A top Department of Education official butted heads with a parent this morning over the credibility of parent advocates, suggesting that advocacy groups do not reflect the views of “real parents.”

The dispute took place during this morning’s “On Education” panel, which GothamSchools co-hosted.

During a back-and-forth with Board of Regents Chancellor Merryl Tisch over the success of mayoral control in New York City, the DOE’s typically reserved chief academic officer, Shael Polakow-Suransky, said the complaints of parent advocacy groups are not as credible as the surveys the city collects on parent satisfaction.

“Ninety-two percent of parents report that they are getting really good service each year from their schools,” he said. “I would urge people before categorizing stuff based on the voices of politicians or specific parent advocacy groups that may not have had their needs met, to really look at the data about what real parents are saying.”
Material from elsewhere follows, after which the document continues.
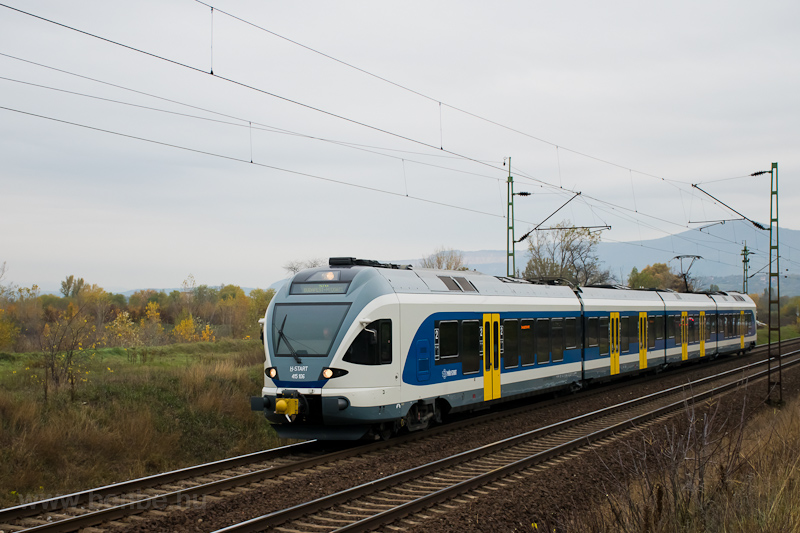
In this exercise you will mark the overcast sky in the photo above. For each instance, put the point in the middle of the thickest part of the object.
(657, 97)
On the panel, William Thompson, a former city comptroller and prospective mayoral candidate, raised his eyebrows and appeared startled by the comment (1:55 in video).

And in the audience, Ocynthia Williams also took issue with Polakow-Suransky’s characterization of parents when the panel fielded questions. “I’m with one of those parent advocacy groups, and I am a real parent, even though I’m an advocate,” Williams said, eliciting some applause. “I took offense to hearing you say that real parents like what’s going on in their schools.”

Williams is a parent leader with the Coalition for Educational Justice.

“When he said, ‘the real parents,’ you heard a ‘woah’ come over the room,” she said after the panel discussion.

After the discussion, Polakow-Suransky and Williams huddled together and spoke quietly. Williams said the DOE deputy had offered her both an apology and an explanation.

“He said that the statement had not come out the way that he meant. He said that the conversation is being defined by a small group of people, and I said to him, ‘Yes, but those people are parents too,” said Williams, whose six children all attended New York City schools.

She said outcries from parent advocates are important because they represent parents who do not speak during public meetings. In this case, she told the audience that Polakow-Suransky was wrong to highlight parent satisfaction at a time when the racial achievement gap is widening. Last year, Williams was part of a CEJ protest against low test scores that derailed a school board meeting

“That 92 percent he said comes only from people who are surveyed, who actually return their surveys,” she said. “Schools in the communities are failing — so no, our parents are not happy.”